3 Key AI Pieces For Copywriting

What every copywriter needs to understand to not get replaced by AI

AI Isn’t the Future. It’s the Now.

We’ve moved past the question of whether AI is coming for copywriters. It’s already here—and being used daily by copy pros at every level. The real question now: How do you actually make it work for you?

Whether you’re a seasoned freelancer or a business owner writing your own copy, using AI effectively comes down to three things:

Mindset. Skill Set. Tool Set.

Let’s break them down.

1. MINDSET: AI Is Your Assistant, Not Your Replacement

AI is powerful. But it’s not a magical genie. It won’t read your mind. It won’t make strategic decisions for you. If you expect it to think like you do—without giving it clear inputs—you’re in for frustration.

Treat AI Like a Junior Copywriter

Jason Parker coined it perfectly: AI is your copy cub. It needs:

  • Clear instructions

  • Specific tone and style

  • Examples of what to do (and not to do)

  • Multiple revisions

Think of it this way: If you don’t understand your market, AI won’t either. It’s your job to feed it quality information.
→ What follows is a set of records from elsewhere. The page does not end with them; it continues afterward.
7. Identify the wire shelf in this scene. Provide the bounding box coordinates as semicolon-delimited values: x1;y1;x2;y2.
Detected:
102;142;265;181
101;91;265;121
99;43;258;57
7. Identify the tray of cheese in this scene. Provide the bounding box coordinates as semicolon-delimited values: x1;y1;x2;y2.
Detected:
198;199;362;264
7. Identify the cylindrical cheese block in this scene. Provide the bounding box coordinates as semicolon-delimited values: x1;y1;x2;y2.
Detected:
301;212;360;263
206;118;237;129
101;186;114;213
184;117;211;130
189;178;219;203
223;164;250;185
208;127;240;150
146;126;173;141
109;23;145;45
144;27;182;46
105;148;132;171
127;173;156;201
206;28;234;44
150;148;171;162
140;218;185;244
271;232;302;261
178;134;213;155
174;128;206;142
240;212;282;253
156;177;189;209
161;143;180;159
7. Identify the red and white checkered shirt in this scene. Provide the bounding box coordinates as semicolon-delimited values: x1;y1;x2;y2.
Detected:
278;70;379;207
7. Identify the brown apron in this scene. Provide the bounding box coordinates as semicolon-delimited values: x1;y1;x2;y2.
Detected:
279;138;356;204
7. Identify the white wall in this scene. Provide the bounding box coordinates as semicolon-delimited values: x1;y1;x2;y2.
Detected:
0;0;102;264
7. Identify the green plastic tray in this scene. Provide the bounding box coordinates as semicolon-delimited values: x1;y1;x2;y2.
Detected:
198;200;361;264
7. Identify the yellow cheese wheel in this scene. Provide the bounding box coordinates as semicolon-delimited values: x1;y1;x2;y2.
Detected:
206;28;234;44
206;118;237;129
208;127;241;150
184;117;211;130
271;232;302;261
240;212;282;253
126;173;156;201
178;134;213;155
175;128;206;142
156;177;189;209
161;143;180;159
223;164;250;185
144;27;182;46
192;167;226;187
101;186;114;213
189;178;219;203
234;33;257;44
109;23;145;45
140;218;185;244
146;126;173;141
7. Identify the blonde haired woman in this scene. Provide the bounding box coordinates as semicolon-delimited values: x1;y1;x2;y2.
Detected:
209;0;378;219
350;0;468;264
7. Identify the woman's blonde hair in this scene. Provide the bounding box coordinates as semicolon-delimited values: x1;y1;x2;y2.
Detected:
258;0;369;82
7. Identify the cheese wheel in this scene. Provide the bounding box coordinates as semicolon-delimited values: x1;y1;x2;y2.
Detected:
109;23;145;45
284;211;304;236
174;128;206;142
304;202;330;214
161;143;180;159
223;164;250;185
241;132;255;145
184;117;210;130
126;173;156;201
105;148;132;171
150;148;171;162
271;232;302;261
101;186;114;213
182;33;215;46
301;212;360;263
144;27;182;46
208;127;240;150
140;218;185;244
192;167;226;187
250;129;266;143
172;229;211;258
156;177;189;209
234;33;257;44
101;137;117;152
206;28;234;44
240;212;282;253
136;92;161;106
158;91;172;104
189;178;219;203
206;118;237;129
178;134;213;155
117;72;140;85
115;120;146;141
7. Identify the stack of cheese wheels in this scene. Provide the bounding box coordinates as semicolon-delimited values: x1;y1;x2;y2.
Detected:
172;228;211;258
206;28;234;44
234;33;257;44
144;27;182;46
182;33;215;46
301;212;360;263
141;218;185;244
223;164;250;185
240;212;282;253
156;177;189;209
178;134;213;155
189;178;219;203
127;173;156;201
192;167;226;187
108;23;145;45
Then, and only then, it can be your research assistant, brainstorming partner, or first-draft machine.

Don’t Assume AI Gets It

You have to tell it:

  • What to write

  • What to avoid

  • Who your audience is

  • What voice to use

  • What your goals are

If you're vague, you'll get bland, robotic output. Be precise and it becomes a power tool.

Set the Priorities Yourself

AI doesn’t know what matters. It can pull facts and patterns—but it doesn’t know which ones you care about. That’s your job. It’s also your job to fact-check everything. AI can and will fabricate stats or blend unrelated ideas.
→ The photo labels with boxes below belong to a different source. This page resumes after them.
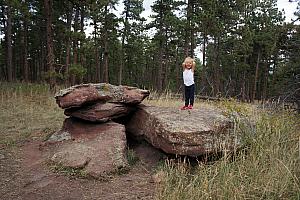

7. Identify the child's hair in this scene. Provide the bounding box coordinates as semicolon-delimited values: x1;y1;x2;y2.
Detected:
182;57;196;69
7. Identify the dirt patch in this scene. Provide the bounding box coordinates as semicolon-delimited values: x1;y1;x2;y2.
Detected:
0;138;161;200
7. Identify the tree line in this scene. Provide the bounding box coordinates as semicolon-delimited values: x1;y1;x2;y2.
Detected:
0;0;300;101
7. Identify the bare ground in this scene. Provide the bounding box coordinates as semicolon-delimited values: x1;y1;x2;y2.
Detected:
0;135;161;200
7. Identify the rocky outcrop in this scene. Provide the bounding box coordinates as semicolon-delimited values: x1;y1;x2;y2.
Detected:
55;83;150;109
65;102;135;122
126;106;238;156
48;118;128;178
45;83;149;178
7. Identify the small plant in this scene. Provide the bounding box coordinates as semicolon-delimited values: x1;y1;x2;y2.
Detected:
47;162;88;178
127;149;139;166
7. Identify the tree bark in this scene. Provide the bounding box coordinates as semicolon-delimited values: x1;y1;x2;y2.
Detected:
44;0;55;90
22;17;29;82
103;5;108;83
65;2;73;85
6;5;13;82
251;51;260;102
201;32;207;95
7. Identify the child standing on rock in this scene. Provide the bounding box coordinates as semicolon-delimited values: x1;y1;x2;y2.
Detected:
181;57;196;110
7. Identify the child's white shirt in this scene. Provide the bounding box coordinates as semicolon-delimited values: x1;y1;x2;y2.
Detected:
183;69;195;86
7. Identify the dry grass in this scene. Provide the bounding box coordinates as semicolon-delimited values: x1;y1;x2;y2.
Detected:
152;96;300;200
0;83;300;200
0;83;64;146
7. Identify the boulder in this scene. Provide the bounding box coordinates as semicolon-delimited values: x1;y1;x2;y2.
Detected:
49;118;128;178
126;105;239;156
55;83;150;109
65;102;135;122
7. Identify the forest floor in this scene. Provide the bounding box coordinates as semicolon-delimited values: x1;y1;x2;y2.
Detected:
0;135;159;200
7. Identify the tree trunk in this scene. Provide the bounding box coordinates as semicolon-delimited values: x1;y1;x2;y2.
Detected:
201;32;207;95
103;5;108;83
6;5;13;82
22;18;29;82
65;2;73;85
44;0;55;90
251;51;260;102
119;7;129;85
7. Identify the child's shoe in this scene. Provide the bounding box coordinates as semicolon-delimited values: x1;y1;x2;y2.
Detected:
180;106;189;110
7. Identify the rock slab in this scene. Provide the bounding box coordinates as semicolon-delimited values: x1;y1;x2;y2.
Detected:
64;102;135;123
48;118;128;178
126;105;239;156
55;83;150;109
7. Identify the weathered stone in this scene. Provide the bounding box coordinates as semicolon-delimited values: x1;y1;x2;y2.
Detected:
65;102;135;122
47;118;128;178
55;83;150;109
126;106;238;156
55;85;110;108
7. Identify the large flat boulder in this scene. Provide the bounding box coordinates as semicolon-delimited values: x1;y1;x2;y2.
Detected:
126;105;238;156
47;118;128;178
65;102;135;122
55;83;150;109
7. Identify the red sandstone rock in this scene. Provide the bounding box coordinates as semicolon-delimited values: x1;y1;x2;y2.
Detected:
126;106;238;156
55;83;150;109
65;103;135;122
48;118;127;178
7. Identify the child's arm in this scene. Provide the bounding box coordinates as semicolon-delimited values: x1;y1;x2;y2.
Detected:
182;63;185;71
192;61;196;73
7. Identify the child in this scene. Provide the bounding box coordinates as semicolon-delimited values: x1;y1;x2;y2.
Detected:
181;57;196;110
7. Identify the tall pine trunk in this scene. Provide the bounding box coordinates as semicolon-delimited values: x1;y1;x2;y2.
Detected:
22;18;29;82
6;5;13;82
65;2;73;85
44;0;55;90
251;51;260;102
103;5;108;83
200;32;207;95
119;4;129;85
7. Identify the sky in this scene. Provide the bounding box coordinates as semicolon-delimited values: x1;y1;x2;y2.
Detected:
142;0;297;22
TL;DR: AI knows everything, so it knows nothing—until you guide it.

2. SKILL SET: How to Prompt Like a Pro

Good prompts are like good briefs. Most bad AI output comes from lazy inputs.

Write Prompts Like Recipes

A good prompt tells the AI:

  • What you want

  • How you want it

  • What to skip

  • Tone to write in

  • Rules to follow

Examples:

Bad prompt:

"Write some sales copy."

Good prompt:

"Write five headlines about weight loss. Use active verbs. Avoid words like 'unlock' or 'delve.' Sound like a friend giving advice. Keep them under 12 words."

Ask AI How to Improve

If the result sucks, don’t guess—ask AI what it needs:

  • “What information would help you improve this copy?”

  • “What details am I missing for this to work better?”

Sometimes it needs:

  • A customer persona

  • A few product features

  • Tone guidelines

  • More context

Give it what it asks for—and the results usually level up fast.

Learn to Edit the Output

Bad outputs aren’t the end. Think like a coach:

  • "Too vague—give me a specific example."

  • "Good start—amp up the emotion."

  • "Tone it down 10%. Replace clichés."

Treat it like a conversation. Nudge it. Tweak it. Train it. That’s the game.

TL;DR: Prompt well. Ask what’s missing. Fix what comes out.

3. TOOL SET: Your AI Stack

Poe.com

Why it rocks:

  • Switch between ChatGPT, Claude, Gemini, and others

  • Create custom bots

  • Store prompt templates

  • $20/mo flat rate with massive usage limits

Use Poe for:

  • Copywriting bots

  • Prompt chains

  • Multi-model testing

ChatGPT vs Claude

ChatGPT = Wildly creative, great for brainstorming
Claude = More human, smoother for writing copy

Many pros subscribe to both—and bounce between them depending on the task.

Perplexity.ai

Best tool for research. It:

  • Cites sources

  • Gives real-time data

  • Summarizes fast

  • Helps with market research and competitor analysis

Use it to:

  • Validate claims

  • Speed up research

  • Check trends and stats

AI won’t replace great copywriters. But it has shifted the copywriters role from 'bricklayer' to 'architect'.

If you want to lay bricks forever then, you will probably be replaced.

But the future is extremely bright for anyone who those who:

Learn the mindset. Sharpen the skill set. Build the right tool set.